The committee’s decision echoes that of the Senate Armed Services Committee, which passed a defense authorization bill earlier in May withholding all monies for the OCX program until the secretary of defense makes a Nunn-McCurdy certification. That certification must state that OCX is essential to the national security, is more important than other programs that will have to be cut to accommodate cost overruns, and that there are no acceptable alternatives.

The Alternative
To secure the benefits of M-code without Blocks 1 and 2 the committee added back in $30 million in ground system money but earmarked it "for enhancements to the OCS ground system that will enable M–code broadcast capabilities and ensure that our warfighters have this necessary capability in the most timely manner possible."

This builds on the $96-million Lockheed contract. Interestingly, Lockheed announced in November that it had upgraded the security elements in OCS to "to safeguard data and ensure satellite availability."

"The GPS Intrusion Protection Reinforcement (GIPR) technology refresh is part of the Air Force’s strategy to modernize the current GPS system and to ensure the availability of its services," the company said in a November 7 press release.

The GIPR contract, which was awarded in 2013, also resolves many equipment obsolescence issues and increases system maintainability with modern vendor-supported hardware and operating systems, Lockheed said. Security, obsolescence, and maintainability were at the heart of why the Air Force wanted OCX in the first place.

Other Senate Cuts
Where House appropriators recommended full funding for GPS programs across the board, including OCX, the Senate decided to trim nearly everything.

House appropriators approved $142 for GPS III Research Testing Development and Evaluation (RTD&E) and $278 million for military GPS user equipment (MGUE).

Senate lawmakers justified their $25 million cut to MGUE as “restoring acquisition accountability" in the face of "unjustified cost growth." They also shaved $7.5 million off the request for RTD&E money saying it was to "reduce duplication: funding enterprise and unique ground system."

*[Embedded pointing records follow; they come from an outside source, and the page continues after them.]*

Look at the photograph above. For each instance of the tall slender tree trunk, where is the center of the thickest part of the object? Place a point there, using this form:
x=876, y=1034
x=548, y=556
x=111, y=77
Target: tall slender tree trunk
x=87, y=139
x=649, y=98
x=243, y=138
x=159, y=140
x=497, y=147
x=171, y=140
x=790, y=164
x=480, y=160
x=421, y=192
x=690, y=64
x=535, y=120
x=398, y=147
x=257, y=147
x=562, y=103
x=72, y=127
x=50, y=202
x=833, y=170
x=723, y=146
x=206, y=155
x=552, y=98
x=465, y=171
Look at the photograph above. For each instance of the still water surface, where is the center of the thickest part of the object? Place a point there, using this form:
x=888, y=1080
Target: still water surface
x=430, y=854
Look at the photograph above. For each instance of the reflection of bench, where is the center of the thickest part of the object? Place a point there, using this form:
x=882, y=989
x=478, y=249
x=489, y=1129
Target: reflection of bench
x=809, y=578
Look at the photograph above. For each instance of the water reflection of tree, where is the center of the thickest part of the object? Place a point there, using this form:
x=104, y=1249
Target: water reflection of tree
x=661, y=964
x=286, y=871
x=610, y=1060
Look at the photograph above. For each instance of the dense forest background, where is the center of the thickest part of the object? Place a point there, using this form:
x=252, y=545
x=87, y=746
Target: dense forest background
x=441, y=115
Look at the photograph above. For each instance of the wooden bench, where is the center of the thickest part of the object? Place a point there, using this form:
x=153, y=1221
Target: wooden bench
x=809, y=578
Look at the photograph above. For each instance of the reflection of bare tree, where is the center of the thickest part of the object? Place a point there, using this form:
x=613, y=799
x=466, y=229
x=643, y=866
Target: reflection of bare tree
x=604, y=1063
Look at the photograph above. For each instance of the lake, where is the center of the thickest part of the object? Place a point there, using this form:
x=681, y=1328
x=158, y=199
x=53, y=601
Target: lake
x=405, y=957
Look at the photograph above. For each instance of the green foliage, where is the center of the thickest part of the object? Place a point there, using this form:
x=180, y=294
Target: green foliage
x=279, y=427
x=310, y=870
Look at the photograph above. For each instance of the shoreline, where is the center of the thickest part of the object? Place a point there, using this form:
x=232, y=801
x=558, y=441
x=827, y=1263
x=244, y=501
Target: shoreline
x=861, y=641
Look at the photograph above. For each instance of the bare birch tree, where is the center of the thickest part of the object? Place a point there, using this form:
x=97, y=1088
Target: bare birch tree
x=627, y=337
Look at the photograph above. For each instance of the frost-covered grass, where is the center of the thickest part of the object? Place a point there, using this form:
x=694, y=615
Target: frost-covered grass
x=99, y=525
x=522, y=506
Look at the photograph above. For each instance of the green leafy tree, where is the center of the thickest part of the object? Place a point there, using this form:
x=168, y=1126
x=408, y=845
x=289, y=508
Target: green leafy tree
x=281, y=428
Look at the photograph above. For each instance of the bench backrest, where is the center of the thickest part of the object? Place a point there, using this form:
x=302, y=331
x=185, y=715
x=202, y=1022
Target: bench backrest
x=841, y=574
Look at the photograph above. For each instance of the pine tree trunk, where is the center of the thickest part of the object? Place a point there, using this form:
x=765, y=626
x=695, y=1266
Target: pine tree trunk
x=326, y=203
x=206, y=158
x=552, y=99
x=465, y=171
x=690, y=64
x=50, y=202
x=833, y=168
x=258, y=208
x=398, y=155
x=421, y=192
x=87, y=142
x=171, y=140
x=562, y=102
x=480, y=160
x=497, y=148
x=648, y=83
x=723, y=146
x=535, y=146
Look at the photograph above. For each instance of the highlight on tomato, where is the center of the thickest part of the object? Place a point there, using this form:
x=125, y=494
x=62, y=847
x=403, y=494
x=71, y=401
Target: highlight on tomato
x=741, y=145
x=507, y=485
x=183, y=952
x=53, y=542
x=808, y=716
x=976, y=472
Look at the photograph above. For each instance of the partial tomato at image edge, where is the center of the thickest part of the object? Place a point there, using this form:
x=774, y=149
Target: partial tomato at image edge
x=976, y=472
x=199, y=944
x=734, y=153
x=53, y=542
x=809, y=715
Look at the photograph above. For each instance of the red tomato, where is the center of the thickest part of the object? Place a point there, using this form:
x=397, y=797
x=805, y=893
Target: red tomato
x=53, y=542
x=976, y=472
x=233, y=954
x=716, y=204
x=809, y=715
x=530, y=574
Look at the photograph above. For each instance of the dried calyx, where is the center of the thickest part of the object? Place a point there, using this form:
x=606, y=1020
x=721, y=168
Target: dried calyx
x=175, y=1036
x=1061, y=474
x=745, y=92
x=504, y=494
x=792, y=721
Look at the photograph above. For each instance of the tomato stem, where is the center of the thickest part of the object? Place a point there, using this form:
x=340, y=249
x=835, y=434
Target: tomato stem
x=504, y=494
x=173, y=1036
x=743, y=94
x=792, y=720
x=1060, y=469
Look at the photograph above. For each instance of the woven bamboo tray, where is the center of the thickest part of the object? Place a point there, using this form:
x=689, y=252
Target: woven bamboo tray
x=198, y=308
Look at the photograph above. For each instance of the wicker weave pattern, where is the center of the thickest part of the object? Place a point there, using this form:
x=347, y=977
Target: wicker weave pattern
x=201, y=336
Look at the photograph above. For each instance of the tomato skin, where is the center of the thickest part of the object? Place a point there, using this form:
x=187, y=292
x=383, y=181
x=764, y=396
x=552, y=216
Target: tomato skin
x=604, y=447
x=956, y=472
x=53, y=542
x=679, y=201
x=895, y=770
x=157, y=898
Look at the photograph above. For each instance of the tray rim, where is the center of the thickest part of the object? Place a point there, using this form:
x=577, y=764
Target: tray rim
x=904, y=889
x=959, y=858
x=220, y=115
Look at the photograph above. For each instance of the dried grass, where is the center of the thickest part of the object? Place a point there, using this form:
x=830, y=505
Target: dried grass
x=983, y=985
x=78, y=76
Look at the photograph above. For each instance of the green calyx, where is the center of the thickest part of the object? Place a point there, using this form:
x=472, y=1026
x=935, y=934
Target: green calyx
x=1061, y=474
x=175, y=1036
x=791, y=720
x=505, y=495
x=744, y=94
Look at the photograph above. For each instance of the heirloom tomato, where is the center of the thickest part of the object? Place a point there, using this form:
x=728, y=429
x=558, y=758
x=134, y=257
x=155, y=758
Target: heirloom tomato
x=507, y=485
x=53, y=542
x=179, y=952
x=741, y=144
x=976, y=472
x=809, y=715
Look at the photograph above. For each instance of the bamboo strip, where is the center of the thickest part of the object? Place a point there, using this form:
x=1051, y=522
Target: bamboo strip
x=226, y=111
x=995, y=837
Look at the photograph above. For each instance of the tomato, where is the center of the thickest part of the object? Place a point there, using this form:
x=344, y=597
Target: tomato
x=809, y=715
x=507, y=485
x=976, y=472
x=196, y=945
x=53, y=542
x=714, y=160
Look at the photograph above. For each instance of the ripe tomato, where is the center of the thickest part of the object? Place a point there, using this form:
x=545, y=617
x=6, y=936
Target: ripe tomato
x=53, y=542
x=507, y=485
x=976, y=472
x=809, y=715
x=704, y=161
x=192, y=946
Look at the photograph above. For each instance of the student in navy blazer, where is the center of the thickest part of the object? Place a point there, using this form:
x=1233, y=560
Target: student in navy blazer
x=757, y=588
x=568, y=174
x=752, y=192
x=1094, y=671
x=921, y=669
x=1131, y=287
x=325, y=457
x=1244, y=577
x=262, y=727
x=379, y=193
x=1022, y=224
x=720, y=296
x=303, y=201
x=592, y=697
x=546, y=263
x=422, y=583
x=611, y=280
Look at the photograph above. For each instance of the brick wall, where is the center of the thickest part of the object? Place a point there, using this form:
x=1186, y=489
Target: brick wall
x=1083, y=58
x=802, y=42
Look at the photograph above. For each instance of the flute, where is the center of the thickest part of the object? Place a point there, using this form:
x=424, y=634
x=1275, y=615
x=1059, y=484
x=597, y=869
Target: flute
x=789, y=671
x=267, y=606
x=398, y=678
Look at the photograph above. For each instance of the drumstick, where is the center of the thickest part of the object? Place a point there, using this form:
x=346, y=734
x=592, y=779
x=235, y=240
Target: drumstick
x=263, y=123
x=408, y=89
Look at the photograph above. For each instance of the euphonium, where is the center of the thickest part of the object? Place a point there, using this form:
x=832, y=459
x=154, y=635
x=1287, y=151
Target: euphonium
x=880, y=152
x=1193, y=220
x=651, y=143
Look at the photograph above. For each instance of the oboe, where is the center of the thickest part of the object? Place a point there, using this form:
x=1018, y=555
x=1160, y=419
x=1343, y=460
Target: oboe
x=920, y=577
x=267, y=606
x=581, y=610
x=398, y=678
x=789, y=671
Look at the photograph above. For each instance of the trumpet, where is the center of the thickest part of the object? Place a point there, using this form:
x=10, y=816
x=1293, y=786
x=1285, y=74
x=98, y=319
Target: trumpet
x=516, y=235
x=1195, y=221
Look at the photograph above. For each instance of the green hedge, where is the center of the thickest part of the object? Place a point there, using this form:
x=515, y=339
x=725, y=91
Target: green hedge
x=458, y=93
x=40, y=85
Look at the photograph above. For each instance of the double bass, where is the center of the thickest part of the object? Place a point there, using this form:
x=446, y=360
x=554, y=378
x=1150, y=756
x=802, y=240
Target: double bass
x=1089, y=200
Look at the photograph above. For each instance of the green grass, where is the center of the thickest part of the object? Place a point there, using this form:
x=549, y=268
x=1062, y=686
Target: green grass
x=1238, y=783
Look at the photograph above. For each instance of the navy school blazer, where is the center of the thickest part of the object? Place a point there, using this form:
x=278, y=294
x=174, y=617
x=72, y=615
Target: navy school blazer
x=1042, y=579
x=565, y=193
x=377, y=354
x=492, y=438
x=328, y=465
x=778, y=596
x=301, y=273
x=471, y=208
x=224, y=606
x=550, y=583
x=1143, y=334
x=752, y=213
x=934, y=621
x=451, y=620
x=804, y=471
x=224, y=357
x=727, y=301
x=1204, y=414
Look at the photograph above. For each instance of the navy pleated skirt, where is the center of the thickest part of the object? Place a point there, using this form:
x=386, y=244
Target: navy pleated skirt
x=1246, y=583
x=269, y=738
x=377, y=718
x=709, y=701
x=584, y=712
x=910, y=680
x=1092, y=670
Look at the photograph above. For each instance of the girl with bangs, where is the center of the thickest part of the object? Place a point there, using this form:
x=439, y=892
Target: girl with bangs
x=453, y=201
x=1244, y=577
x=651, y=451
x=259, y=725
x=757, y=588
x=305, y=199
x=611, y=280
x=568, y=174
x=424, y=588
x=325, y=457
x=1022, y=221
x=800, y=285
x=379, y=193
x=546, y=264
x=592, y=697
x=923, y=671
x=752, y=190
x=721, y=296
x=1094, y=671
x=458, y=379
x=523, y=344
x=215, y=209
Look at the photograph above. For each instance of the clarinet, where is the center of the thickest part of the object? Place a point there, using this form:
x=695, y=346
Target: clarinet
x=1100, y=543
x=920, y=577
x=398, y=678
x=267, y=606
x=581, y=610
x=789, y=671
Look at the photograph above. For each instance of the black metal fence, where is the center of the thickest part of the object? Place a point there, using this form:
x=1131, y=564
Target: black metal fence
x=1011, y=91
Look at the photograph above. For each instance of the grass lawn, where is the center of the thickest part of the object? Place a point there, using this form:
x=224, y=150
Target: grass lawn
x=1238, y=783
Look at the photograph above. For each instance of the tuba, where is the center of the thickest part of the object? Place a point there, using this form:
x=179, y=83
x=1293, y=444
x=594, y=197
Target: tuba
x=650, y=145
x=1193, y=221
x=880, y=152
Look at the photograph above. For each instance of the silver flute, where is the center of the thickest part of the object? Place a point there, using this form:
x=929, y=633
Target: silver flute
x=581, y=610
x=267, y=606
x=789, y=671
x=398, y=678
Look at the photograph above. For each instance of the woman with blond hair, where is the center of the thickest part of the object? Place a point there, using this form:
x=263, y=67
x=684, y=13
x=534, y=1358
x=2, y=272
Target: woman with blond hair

Senate and House appropriators did agree on two recommendations. They both fully supported the administration’s request for $34 million to fund procurement for the GPS III program and they zeroed out a $3-million request for the GPS IIF program, calling it “unjustified"

Launch Money Cut
The GPS program has already contracted for eight GPS III satellites and is expected to sign contracts soon for two more. A deal to build the rest of as many as 22 spacecraft is now up for grabs. The Air Force announced May 5 that it was awarding Boeing, Lockheed Martin, and Northrop Grumman $5 million each to demonstrate that they can build the next tranche of spacecraft.

Exactly when all these spacecraft will be launched, however, is anyone’s guess. Not only has the GPS III program suffered technical delays, but now its launch funding may be cut. The Senate bill would deny $295 million for two launches as being “ahead of need" and another $200 million for launch infrastructure.

Given that even the backup ground control system may not be ready in time for some of the planned GPS III launches, the lawmakers determined that the two GPS III launches planned for 2017 were "ahead of need." The $200 million they cut was for the launch capability for those two launches and another two flights that were supposed to take place this fiscal year but will not — one because of a scheduling change and the other because it was terminated by Congress.

The schedules for the backup GPS ground system and the launches just don’t line up, lawmakers said.

"The 2017 budget request outlines a plan to launch six satellites before 2019, the earliest the Air Force expects to have a Contingency Operations [COps] solution that would enable operation of the GPS III satellites in the constellation," they wrote in the report. "The Committee sees no justification for launching so many satellites without a system in place to operate them."